Drohender Staatsbankrott in Argentinien Dreistes Land, dreiste Fonds

"Nein zur Zahlung der Schulden": Eine Frau passiert am 28. Juli in Buenos Aires ein Graffiti, das sich gegen die Forderungen von Argentiniens Gläubigern richtet.

(Foto: Reuters)

Argentinien zeigt eine bemerkenswerte Arroganz im Umgang mit seinen Gläubigern. Das ist teuer und verlangt der Bevölkerung viel ab. Doch die Regierung Kirchner stellt damit auch das spekulative System der Staatenfinanzierung in Frage.

Von Sebastian Schoepp

Wenn man Argentiniens Seele verstehen will, muss man Tango hören: "Cuesta abajo" - abwärts - heißt einer und er beginnt mit der Zeile: "So schleppe ich denn den Schmerz durch diese Welt, einmal etwas gewesen zu sein, und die Scham, es nun nicht mehr zu sein."

Argentinien ist immer wieder an solche Wendepunkte gelangt, an denen es nur noch abwärts zu gehen schien - so wie jetzt, da der neunte Staatsbankrott droht. Doch muss man nun um Argentinien weinen? Eher nicht. Das Land ist stets wieder emporgestiegen - mit einer speziellen Art der Krisenbewältigung.

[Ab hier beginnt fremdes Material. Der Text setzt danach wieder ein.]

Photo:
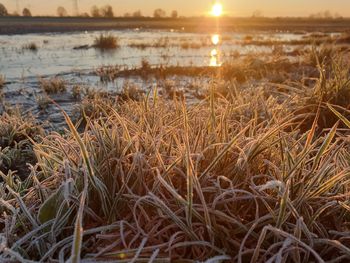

Die Methode schrammt stets hart an der Selbstüberschätzung entlang. Bei der letzten Krise 2002 entschied sich Präsident Néstor Kirchner, das Land sozusagen freiwillig vom Finanzmarkt zu nehmen und es auf einen sehr umstrittenen Weg der Autarkie und Selbstbehauptung zu schicken. Den internationalen Finanzinstitutionen wies er die Tür, die Anleger speiste er mit einem Bruchteil ihres Geldes ab - und das alles mit einer Arroganz, die sprichwörtlich geworden ist für den Kirchner-Stil, der auch Estilo K genannt wird.

Argentiniens Überrumpelungstaktik ist frech

Seine Witwe und Nachfolgerin Cristina Fernández de Kirchner und ihr Wirtschaftsminister Axel Kiciloff haben ihn perfektioniert. Den Gläubigern und Hedgefonds, die das Land erneut an den Rand der Pleite bringen, tritt Argentinien mit derselben Arroganz gegenüber, wie es der Anleger und Staatenfledderer Paul E. Singer normalerweise mit seinen Schuldnern tut.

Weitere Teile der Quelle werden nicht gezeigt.